Timing of development of measles-specific immunoglobulin M and G after primary measles vaccination

R F Helfand et al. Clin Diagn Lab Immunol. 1999 Mar.

Abstract

A standard method for diagnosing measles is to detect measles-specific immunoglobulin M (IgM) in the serum of infected persons. Interpreting a positive IgM result from a person with suspected measles can be difficult if the person has recently received a measles vaccine. We have previously demonstrated that measles-specific IgM may persist for at least 8 weeks after primary vaccination, but it is unknown how quickly IgM appears.
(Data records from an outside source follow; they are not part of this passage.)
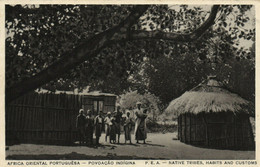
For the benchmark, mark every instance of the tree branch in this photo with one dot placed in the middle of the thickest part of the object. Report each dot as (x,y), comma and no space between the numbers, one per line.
(83,52)
(138,35)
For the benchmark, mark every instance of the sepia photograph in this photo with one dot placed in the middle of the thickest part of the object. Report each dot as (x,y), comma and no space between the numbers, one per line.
(130,81)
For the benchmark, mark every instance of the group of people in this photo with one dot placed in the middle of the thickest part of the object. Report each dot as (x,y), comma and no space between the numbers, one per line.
(111,123)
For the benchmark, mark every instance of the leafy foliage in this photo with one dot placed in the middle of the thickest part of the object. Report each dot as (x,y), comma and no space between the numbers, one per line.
(148,100)
(37,36)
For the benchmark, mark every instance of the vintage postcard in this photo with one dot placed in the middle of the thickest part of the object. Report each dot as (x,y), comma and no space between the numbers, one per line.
(136,83)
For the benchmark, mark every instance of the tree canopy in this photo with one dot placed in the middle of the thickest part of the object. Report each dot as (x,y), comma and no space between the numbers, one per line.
(107,47)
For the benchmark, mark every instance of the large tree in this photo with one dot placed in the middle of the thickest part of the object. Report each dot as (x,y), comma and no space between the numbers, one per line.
(81,44)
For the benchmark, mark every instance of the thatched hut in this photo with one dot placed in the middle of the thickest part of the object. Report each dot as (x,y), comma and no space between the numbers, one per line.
(211,116)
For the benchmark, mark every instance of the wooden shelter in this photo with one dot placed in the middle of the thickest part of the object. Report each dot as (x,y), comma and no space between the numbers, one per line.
(211,116)
(51,117)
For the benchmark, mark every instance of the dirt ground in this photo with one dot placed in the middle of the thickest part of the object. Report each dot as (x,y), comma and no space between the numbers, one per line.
(159,146)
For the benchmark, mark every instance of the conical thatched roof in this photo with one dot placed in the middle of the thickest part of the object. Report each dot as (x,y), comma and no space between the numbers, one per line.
(209,96)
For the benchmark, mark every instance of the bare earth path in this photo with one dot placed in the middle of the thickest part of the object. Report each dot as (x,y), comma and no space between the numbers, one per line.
(159,146)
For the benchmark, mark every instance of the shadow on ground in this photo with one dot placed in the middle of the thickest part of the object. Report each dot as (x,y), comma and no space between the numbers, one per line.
(73,156)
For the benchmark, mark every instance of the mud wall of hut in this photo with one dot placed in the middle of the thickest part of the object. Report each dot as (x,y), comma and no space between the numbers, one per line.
(216,130)
(43,118)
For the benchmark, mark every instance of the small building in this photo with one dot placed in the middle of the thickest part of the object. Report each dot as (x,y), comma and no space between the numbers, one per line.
(44,117)
(96,101)
(211,116)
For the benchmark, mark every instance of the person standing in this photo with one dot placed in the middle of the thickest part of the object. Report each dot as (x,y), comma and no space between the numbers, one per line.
(118,119)
(128,127)
(89,127)
(140,123)
(80,125)
(108,123)
(98,122)
(112,135)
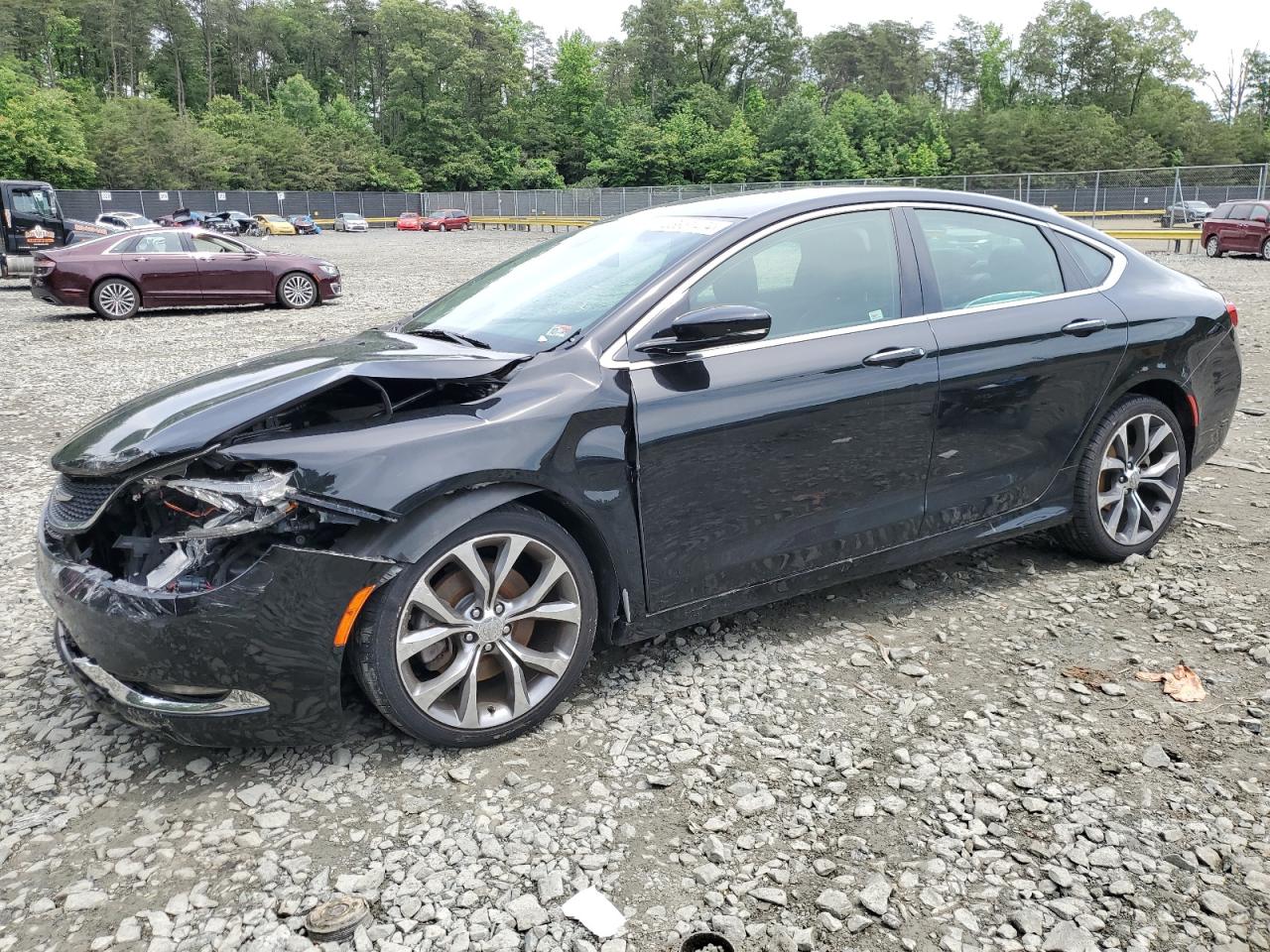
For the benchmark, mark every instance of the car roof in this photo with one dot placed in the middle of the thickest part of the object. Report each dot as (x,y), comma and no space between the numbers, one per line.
(751,204)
This study determined the timing of the rise of measles-specific IgM and IgG after primary measles vaccination with Schwartz vaccine. Two hundred eighty 9-month-old children from Ethiopia presenting for routine measles vaccination were enrolled. Sera were collected before and either 1, 2, 3, or 4 weeks after vaccination and tested for measles-specific antibodies by an IgM capture enzyme immunoassay (EIA) and by an indirect IgG EIA. A total of 209 of the 224 children who returned for the second visit had prevaccination sera that were both IgM and IgG negative. The postvaccination IgM positivity rates for these 209 children were 2% at 1 week, 61% at 2 weeks, 79% at 3 weeks, and 60% at 4 weeks. The postvaccination IgG positivity rates were 0% at 1 week, 14% at 2 weeks, 81% at 3 weeks, and 85% at 4 weeks. We conclude that an IgM-positive result obtained by this antibody capture EIA is difficult to interpret if serum is collected between 8 days and 8 weeks after vaccination; in this situation, the diagnosis of measles should be based on an epidemiologic linkage to a confirmed case or on the detection of wild-type measles virus.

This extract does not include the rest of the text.